Questo pomeriggio dopo aver letto alcune idiozie dei guerrafondai americani sul fatto che se scoppiasse una guerra con la Nato la Russia crollerebbe al massimo una settimana, mi sono deciso a scrivere qualcosa sui droni, anche se capisco che l’argomento possa essere noioso, tanto più che è teso a confutare solo fesserie, ma a questo punto credo sia necessario spazzare via ogni pericolosa illusione che possa portare alla terza guerra mondiale. Il fatto che alcuni droni possano arrivare fino a Mosca o comunque in profondità nel territorio russo fa dire che sarebbe facile una vittoria della Nato qualora si arrivasse a uno scontro totale perché le difese radar russe sarebbero deboli visto che non riescono ad intercettare tutti droni.

Bene cominciamo a vedere come funziona l’invio di droni ( a parte quelli lanciati a breve distanza da sabotatori)   prendendo a prestito un ‘immagine di  un sito Usa:

Come vedete in corrispondenza di ipotetiche  postazioni radar per batterie di missili S300 ci sono tre cerchietti concentrici quello rosso rappresentano le zone di copertura per oggetti che volano a un’altitudine di 200 metri o più bassa, i cerchi gialli coprono qualsiasi cosa voli da un’altitudine di circa 200 metri a 2000 e i cerchi viola coprono dai 2000 metri in su. Ora per inviare anche a grande distanza i droni si tratta di sfruttare solo l’area dei cerchi viola come indicano le frecce tanto più che si possono usare droni in fibra di carbonio o addirittura in cartone che danno un’impronta radar molto bassa e inoltre colline, alture edifici alti e città possono facilmente creare dei  buchi nella copertura radar. Si può rimediare a questo con aerei tipo Awacs che tuttavia hanno bisogno di grande manutenzione, per cui generalmente la metà o anche il 70 per cento rimangono a terra per fare i “tagliandi”. Ora non sappiamo quanti di questi aerei disponga la Russia, probabilmente circa 15 – 20   dei più grandi ( gli Usa ne hanno 30) oltre a un  numero imprecisato di MiG-31, dotati di potenti radar Zaslon-M. Questa flotta aerea deve però sorvegliare la Nato intorno al Mar del Giappone,  al mare di Okhotsk, al Mare di Bering e le zone settentrionali del Paese oltre naturalmente al territorio il territorio ucraino. Non possono sorvegliare tutto l’immenso territorio russo.
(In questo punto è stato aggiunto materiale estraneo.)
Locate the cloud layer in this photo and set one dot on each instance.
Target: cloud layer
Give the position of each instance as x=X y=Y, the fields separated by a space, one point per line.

Attenzione però tutto questo può avvenire perché la mappatura dei radar mobili per la difesa aerea viene fornita di volta in volta dai satelliti optoelettrici che in realtà non sono moltissimi e non vanno confusi con quelli gps o starlink che servono a ben poco o a nulla in questi casi:  dunque l’Ucraina ha un grande vantaggio di cui la Nato non godrebbe mai in un conflitto ipotetico. Il regime di Kiev  può godersi il lusso delle informazioni satellitari della Nato senza la capacità della Russia di eliminare tali satelliti  perché non vuole iniziare la terza guerra mondiale. Ma se la Russia fosse impegnata in una “guerra totale” contro l’alleanza atlantica, indovinate quale risorsa sarebbe la prima cosa a venire meno? Esatto: i satelliti della Nato che cesserebbero di esistere, il che significa che anche i deboli attacchi di droni dell’Ucraina alle “retrovie” della Russia che spesso producono danni minimi che solo la propaganda più vergognosa può moltiplicare, sono molto più di ciò di cui la Nato sarebbe capace di fare.  Elementare Watson,  peccato che in occidente Sherlock Holmes sia decisamente morto.